Once prints are detected, and are determined to have come from Mexico, they are followed for a while to determine the direction the people are traveling. Other agents will then be sent miles ahead to try to find the tracks again, a technique known as "leapfrogging", which helps agents quickly locate the traffickers or immigrants.


To avoid detection, smugglers will often wear large foam squares on their feet or sandals with pieces of leather stapled to the soles, which make a print that looks like cattle hooves. Agents say the most effective technique, however, involves large booties made from blankets or rug material. The booties can be worn over regular shoes and hardly leave any prints at all.

"As soon as you know they've got the booties on, you know you better raise your game and start looking a lot closer, because chances are you're gonna miss it and you're gonna be going around in circles and they're gonna gain time on you," said Acosta.

A successful deterrent


Officials claim that the agents at Camp Ramsey have been dramatically successful, reducing border crossings, drug smuggling and apprehension from as many as 300 a night to just a handful, if any at all. "They know we're out here," said Acosta. "They know we're not going anywhere, they know it's hard for them to get through here.
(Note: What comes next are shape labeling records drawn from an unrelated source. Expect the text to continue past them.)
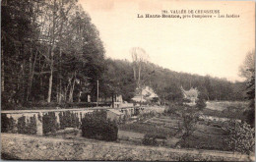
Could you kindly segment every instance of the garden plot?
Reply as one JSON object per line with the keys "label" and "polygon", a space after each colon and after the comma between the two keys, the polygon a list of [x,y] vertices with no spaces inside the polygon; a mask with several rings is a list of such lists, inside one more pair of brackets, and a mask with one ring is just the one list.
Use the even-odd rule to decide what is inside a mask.
{"label": "garden plot", "polygon": [[[166,145],[175,147],[181,139],[176,135],[179,123],[182,123],[182,121],[178,117],[160,116],[133,124],[123,124],[119,126],[119,130],[130,138],[136,138],[134,135],[139,136],[137,138],[143,138],[142,135],[146,134],[164,135],[167,137]],[[224,139],[225,137],[224,131],[220,127],[208,126],[206,122],[199,122],[196,125],[196,131],[188,139],[188,145],[191,148],[224,150]]]}

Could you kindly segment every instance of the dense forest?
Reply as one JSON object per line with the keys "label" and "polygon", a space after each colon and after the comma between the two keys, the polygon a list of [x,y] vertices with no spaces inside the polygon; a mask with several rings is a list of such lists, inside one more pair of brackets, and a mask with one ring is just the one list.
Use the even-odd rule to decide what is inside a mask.
{"label": "dense forest", "polygon": [[[85,101],[134,96],[134,62],[106,59],[99,32],[76,0],[4,0],[1,4],[2,107],[29,103]],[[189,67],[188,67],[189,68]],[[177,73],[149,62],[140,64],[141,85],[161,100],[182,98],[180,87],[197,87],[207,100],[242,100],[244,82]]]}

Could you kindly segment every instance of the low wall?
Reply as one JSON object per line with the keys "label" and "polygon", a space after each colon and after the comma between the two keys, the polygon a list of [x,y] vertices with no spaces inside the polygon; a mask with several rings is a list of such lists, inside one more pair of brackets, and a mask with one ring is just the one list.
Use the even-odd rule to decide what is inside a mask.
{"label": "low wall", "polygon": [[[43,135],[44,134],[65,128],[80,128],[85,115],[94,111],[112,109],[109,107],[53,109],[53,110],[15,110],[2,111],[2,133],[28,134]],[[162,113],[162,107],[123,107],[115,108],[129,118],[132,115],[150,112]]]}
{"label": "low wall", "polygon": [[1,143],[2,154],[21,160],[249,161],[246,155],[224,151],[172,149],[15,134],[2,134]]}

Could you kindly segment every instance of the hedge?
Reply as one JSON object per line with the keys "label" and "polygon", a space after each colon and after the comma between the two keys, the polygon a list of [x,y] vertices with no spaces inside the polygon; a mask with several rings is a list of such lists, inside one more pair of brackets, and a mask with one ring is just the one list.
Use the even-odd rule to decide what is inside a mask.
{"label": "hedge", "polygon": [[87,115],[82,120],[82,135],[85,137],[114,141],[117,134],[117,124],[103,116]]}

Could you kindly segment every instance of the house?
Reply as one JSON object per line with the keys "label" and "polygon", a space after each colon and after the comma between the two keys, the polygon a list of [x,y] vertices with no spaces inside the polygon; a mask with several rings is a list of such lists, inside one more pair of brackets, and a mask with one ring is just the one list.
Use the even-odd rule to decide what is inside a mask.
{"label": "house", "polygon": [[134,102],[158,102],[159,96],[155,93],[153,88],[145,86],[142,89],[136,88],[136,94],[132,98]]}
{"label": "house", "polygon": [[124,118],[124,113],[117,109],[108,109],[106,111],[106,118],[110,119],[111,121],[120,121]]}
{"label": "house", "polygon": [[196,104],[196,100],[198,99],[198,94],[199,94],[197,88],[191,87],[189,90],[185,90],[181,86],[181,91],[185,99],[189,99],[191,101],[191,104]]}

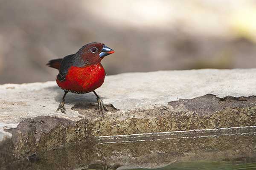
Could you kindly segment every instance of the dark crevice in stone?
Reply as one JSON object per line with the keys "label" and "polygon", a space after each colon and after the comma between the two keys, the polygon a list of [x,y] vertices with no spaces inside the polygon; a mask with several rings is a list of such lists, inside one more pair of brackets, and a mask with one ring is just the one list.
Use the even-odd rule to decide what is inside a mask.
{"label": "dark crevice in stone", "polygon": [[179,101],[171,102],[168,105],[176,108],[183,105],[188,110],[200,115],[211,114],[220,111],[227,108],[251,107],[256,105],[256,96],[234,97],[227,96],[223,98],[215,95],[208,94],[191,99],[180,99]]}

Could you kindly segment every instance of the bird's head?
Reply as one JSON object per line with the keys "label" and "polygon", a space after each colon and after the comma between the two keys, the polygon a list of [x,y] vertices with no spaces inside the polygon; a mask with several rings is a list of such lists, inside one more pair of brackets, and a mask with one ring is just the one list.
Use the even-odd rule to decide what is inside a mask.
{"label": "bird's head", "polygon": [[115,52],[104,44],[92,42],[84,45],[76,53],[85,63],[96,64],[100,62],[105,56]]}

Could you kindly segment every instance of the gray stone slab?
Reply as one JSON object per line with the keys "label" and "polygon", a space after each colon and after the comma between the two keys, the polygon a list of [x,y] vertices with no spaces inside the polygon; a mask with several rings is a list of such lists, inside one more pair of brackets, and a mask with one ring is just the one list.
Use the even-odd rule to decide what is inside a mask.
{"label": "gray stone slab", "polygon": [[[19,160],[33,153],[47,157],[46,151],[54,153],[52,148],[81,142],[98,144],[98,147],[95,146],[96,150],[102,146],[106,153],[119,152],[118,143],[123,144],[122,148],[132,149],[134,142],[144,144],[146,151],[152,147],[150,144],[155,142],[159,147],[163,147],[161,154],[176,153],[163,159],[166,163],[174,161],[172,158],[183,160],[192,158],[193,152],[196,151],[197,156],[203,158],[204,156],[200,156],[198,147],[205,142],[209,142],[202,152],[206,158],[219,154],[223,158],[228,154],[229,159],[235,158],[235,152],[243,156],[252,156],[255,154],[253,142],[241,143],[241,146],[248,147],[246,150],[239,147],[239,152],[230,147],[225,150],[225,147],[215,145],[222,144],[228,139],[233,140],[230,145],[234,147],[236,138],[243,140],[242,134],[247,140],[254,141],[256,85],[256,69],[159,71],[109,76],[96,90],[110,110],[104,119],[98,113],[92,93],[83,95],[69,93],[64,114],[55,111],[64,92],[55,82],[1,85],[0,147],[4,150],[0,150],[0,162],[1,159],[2,161],[11,161],[1,157],[1,153],[15,154]],[[240,128],[242,128],[242,132],[234,131],[240,130]],[[200,134],[198,132],[203,132]],[[185,140],[186,143],[193,144],[183,146],[183,149],[165,148],[168,145],[157,140],[162,137],[159,134],[163,134],[165,138],[172,139],[167,143],[176,147],[177,144],[172,143],[172,140],[175,142]],[[218,139],[215,139],[218,136]],[[147,143],[144,143],[146,138],[145,142]],[[195,140],[198,140],[199,145],[193,143],[198,141]],[[113,145],[117,147],[116,150],[108,150],[108,146]],[[207,153],[208,147],[215,147],[221,148],[221,154]],[[195,151],[193,150],[195,147]],[[157,149],[155,149],[156,153]],[[164,153],[166,149],[167,152]],[[96,153],[95,158],[101,154]],[[157,158],[158,154],[154,156]],[[143,155],[141,151],[134,156],[144,160]],[[130,165],[124,163],[126,161],[131,162],[128,159],[115,158],[107,158],[111,164],[122,162],[122,166]],[[95,163],[97,159],[89,163]],[[142,165],[136,162],[135,167]],[[143,162],[145,164],[142,165],[143,167],[165,164],[159,162],[152,165],[148,162],[147,165]]]}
They're going to pick another area and that's the idea."

Despite the effective deterrent, though, some people still cross illegally into this part of New Mexico where the agents are waiting to give chase.


The smugglers willing to make the dangerous crossing are determined and cagey and will walk miles out of their way to way to avoid detection. Some now even carry an extra set of booties for when the first set wears out on the desert rock.

"It's such a simple technique," said Acosta "You know it gives us heartaches. It gives us fits."